Back in 2020, Shifeta told Nampa that the government was at an advanced stage to have the land on which the park is built transferred to it, and have the ZWTP dissolved to allow the NWR to take over the facility. The land in question is owned by the Katima Mulilo Town Council, despite the State having paid for its servicing.
At the time, dissolving ZWTP was seen as the best option for the government, as the legal process of transferring one business into another’s name is a cumbersome exercise.
“If we dissolve the company, its whole entire assets will be transferred to NWR. It will become an NWR asset,” Shifeta said that year.
Nothing has happened in this regard.
Last week, the Ministry of Finance and Public Enterprises sang from the same hymn book. “We are at an advanced stage to facilitate the transfer of Zambezi Waterfront to the best fit of a State entity to run it. The media will be kept abreast of the developments.”
“In 2020, the ministry [of tourism] approached NWR with a proposal for taking over the Zambezi Waterfront, and NWR conducted an assessment that estimated a renovation cost of N$51 million,” Wilson Shikoto, the finance and public enterprises ministry’s spokesperson dropped the new bombshell last week.

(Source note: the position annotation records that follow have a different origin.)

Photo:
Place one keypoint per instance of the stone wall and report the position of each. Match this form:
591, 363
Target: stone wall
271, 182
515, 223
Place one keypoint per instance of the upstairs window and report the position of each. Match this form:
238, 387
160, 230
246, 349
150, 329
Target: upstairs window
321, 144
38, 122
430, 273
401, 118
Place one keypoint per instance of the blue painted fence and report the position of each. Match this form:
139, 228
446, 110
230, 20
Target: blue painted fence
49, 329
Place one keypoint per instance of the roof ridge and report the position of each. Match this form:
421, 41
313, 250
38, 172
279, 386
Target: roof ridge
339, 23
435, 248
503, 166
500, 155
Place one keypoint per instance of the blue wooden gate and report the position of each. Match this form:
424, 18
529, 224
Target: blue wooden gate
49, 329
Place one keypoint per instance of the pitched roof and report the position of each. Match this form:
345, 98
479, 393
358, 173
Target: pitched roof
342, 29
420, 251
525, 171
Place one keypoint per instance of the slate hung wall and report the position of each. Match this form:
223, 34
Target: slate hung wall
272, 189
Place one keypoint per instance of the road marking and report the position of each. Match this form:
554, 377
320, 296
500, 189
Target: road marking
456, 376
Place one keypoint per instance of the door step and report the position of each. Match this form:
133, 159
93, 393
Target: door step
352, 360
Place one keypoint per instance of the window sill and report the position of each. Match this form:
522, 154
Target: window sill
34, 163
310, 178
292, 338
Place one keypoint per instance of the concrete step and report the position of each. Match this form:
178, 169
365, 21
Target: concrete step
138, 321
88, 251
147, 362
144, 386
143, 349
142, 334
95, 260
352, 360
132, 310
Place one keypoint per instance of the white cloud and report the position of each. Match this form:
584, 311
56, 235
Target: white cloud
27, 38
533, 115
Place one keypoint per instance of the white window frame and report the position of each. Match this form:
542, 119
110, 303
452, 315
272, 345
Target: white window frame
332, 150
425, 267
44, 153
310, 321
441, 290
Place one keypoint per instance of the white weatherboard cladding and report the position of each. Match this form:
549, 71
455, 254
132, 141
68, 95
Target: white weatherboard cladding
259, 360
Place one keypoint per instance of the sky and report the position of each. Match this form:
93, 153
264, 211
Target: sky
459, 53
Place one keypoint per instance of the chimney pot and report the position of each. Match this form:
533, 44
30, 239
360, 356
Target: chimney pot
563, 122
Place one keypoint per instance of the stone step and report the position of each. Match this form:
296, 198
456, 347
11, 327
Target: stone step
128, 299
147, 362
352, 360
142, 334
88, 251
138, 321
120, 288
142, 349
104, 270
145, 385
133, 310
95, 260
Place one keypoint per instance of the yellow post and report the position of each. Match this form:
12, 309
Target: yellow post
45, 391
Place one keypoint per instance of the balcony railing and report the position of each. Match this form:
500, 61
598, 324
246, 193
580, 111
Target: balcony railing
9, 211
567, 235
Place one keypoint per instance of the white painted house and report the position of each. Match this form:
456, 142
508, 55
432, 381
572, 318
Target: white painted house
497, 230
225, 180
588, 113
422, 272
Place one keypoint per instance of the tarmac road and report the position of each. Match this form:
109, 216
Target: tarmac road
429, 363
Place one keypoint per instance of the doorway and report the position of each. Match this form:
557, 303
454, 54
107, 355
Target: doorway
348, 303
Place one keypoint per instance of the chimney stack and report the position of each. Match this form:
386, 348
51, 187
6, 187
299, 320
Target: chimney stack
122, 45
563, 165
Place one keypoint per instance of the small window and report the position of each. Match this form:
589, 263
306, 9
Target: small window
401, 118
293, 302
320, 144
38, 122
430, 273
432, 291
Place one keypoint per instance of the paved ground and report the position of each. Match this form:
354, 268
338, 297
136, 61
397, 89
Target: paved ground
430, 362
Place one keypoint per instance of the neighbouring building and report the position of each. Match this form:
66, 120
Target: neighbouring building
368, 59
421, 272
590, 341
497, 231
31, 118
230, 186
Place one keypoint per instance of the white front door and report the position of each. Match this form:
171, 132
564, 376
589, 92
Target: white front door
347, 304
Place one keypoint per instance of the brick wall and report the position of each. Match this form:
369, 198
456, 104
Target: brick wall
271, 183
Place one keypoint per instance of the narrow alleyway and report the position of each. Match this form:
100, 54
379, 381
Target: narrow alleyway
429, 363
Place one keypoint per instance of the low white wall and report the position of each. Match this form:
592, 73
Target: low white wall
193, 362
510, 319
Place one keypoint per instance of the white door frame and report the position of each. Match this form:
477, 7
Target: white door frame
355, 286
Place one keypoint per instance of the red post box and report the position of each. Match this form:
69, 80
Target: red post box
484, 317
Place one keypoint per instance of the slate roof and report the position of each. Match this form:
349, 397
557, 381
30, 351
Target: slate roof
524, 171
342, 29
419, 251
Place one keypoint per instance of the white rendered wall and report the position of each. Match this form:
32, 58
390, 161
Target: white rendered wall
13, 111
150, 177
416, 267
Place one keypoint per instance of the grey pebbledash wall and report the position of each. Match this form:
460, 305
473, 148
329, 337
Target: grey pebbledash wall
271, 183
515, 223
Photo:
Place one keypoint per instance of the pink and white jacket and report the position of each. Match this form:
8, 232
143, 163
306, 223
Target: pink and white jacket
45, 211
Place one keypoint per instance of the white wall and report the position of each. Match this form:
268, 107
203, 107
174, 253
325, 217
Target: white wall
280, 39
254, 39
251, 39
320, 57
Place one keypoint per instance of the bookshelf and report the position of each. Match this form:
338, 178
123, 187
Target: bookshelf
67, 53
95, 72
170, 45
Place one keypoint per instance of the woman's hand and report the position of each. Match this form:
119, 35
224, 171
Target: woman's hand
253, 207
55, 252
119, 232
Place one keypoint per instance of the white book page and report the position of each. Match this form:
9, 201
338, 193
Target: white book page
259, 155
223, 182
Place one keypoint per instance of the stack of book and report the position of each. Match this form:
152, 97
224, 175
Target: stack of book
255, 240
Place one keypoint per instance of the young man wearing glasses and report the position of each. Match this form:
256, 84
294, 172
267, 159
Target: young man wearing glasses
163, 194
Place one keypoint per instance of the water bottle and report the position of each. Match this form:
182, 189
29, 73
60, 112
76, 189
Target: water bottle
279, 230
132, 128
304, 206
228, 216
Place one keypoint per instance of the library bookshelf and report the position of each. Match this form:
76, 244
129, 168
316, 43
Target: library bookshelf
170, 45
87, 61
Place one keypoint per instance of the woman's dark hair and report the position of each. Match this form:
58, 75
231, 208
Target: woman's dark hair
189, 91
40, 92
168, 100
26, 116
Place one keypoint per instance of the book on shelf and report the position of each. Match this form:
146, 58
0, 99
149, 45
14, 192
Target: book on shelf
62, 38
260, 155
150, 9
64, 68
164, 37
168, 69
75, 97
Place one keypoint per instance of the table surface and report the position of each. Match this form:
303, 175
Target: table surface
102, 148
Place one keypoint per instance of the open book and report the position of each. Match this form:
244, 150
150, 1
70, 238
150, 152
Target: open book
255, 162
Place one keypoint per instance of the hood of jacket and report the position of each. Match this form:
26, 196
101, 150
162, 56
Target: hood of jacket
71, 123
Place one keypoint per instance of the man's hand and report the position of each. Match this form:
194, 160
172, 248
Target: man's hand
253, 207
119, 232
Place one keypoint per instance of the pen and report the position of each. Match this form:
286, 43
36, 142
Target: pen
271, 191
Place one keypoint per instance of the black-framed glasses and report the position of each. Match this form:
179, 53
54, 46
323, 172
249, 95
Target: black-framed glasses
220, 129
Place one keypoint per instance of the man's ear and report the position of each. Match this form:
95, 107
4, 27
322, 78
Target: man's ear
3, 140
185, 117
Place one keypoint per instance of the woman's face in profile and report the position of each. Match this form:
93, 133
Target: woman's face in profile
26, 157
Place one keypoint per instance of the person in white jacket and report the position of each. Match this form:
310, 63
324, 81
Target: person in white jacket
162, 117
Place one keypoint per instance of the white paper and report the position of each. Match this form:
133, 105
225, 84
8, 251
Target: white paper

He blamed Covid-19 as the main stumbling block in a smooth transfer.
“Unfortunately, the outbreak of the Covid-19 pandemic severely impacted the tourism industry, including NWR and other establishments. The unforeseen financial constraints caused by the pandemic, which impacted the entire tourism sector, made it challenging for NWR to secure the necessary resources to fund the renovation of the infrastructure,” Shikoto said.
He, however, hastened to note that the government and NWR have been actively engaged in addressing the situation, seeking alternative solutions and exploring funding opportunities.

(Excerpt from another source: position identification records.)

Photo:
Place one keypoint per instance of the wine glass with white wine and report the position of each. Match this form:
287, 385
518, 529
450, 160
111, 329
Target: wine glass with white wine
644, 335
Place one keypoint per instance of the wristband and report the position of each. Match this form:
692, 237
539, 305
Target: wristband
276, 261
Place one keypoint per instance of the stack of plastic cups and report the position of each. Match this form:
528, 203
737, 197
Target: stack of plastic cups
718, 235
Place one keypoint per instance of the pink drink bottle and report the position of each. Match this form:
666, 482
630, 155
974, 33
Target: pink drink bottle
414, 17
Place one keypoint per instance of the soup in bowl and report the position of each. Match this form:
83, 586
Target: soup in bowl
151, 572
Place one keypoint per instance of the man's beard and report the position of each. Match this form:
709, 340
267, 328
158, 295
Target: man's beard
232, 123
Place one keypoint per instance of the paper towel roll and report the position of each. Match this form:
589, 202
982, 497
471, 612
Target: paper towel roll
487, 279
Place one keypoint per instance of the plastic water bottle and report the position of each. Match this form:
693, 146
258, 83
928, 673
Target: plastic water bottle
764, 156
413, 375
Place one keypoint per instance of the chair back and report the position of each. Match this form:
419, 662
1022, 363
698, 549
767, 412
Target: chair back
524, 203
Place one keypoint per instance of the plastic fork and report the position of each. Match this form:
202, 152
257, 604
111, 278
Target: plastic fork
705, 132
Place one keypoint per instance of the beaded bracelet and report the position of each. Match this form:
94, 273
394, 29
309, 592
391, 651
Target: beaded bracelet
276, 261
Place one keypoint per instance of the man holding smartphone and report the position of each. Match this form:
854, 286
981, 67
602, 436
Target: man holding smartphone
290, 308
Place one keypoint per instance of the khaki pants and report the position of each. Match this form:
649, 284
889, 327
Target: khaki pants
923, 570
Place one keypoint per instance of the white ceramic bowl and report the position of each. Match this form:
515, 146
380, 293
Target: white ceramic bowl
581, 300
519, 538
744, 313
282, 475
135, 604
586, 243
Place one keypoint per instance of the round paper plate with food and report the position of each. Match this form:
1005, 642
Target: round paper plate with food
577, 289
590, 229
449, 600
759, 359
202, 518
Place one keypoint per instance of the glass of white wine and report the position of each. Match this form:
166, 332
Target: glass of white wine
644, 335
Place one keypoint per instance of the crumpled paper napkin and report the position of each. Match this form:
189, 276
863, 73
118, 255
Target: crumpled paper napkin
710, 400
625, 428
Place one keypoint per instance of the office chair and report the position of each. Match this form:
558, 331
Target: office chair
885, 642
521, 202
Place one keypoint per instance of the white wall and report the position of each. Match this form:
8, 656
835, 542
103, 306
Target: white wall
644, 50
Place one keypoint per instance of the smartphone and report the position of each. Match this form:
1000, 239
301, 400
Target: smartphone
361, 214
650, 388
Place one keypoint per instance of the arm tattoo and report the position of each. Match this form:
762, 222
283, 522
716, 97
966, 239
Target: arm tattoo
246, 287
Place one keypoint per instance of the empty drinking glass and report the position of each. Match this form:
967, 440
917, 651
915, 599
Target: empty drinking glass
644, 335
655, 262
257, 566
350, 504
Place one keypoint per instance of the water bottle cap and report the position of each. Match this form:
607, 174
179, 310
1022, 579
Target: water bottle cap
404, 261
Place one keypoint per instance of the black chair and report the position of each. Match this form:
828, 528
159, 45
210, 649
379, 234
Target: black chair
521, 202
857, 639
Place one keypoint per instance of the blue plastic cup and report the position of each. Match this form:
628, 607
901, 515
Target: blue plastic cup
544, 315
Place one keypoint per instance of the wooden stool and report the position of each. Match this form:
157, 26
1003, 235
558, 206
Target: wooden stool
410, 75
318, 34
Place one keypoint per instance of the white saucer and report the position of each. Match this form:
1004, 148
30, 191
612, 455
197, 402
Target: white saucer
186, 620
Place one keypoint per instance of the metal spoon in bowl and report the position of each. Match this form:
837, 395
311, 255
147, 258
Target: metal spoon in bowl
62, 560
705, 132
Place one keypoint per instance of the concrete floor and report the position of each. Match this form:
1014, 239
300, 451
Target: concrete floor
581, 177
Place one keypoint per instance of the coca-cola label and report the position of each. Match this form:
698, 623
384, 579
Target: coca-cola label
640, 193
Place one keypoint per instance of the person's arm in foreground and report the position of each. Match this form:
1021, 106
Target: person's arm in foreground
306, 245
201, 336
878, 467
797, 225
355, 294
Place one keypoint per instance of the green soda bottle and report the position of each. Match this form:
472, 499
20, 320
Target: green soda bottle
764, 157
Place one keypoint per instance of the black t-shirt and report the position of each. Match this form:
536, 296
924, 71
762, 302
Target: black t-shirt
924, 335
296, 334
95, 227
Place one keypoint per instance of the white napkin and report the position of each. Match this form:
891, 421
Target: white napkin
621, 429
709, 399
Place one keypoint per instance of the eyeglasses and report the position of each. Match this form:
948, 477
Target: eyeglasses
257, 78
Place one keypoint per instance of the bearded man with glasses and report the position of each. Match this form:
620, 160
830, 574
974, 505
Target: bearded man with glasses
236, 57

“The goal remains to revitalise the Zambezi Waterfront, and our efforts are geared towards finding a sustainable solution,” he stated emphatically. Shikoto was responding to detailed questions sent to him last week.
Since its completion, the commercial side of the Zambezi Waterfront failed to take off, primarily due to the government’s lack of capacity to run it.
Images seen by New Era depict a lodging facility which is fast turning into a white elephant at an unprecedented pace, with roofs falling off the bungalows, while cracked walls can be detected almost everywhere.
This publicationcould not independently determine the timeliness of the disturbing pictures. Further responding to questions last week, the finance and public enterprises ministry, under whose purview the Zambezi waterfront now resorts, also acknowledged their shortcomings.
“We acknowledge that there have been challenges with the condition of the ZWF infrastructure, and it is true that it has deteriorated over time. We understand the concerns regarding this matter, and have been actively working towards finding a solution,” Shikoto continued.
He said the ministry’s main focus is developing a comprehensive plan to improve and revitalise the waterfront infrastructure “for the benefit of all stakeholders involved”.
Since 2016, no business has taken place at the park.
The operations were brought to a grand halt, following allegations of dishonesty and maladministration.
The park has an administration block, 15 bungalows, a camping site, conference facilities and walkways on land measuring 22 hectares. In 2020, about 17 employees were on the park’s payroll, reduced to only maintaining its infrastructure, with the hope that one day, the government will find a solution on how to run the tourism park.
At the height of the Covid-19 pandemic, the park was used as a quarantine facility.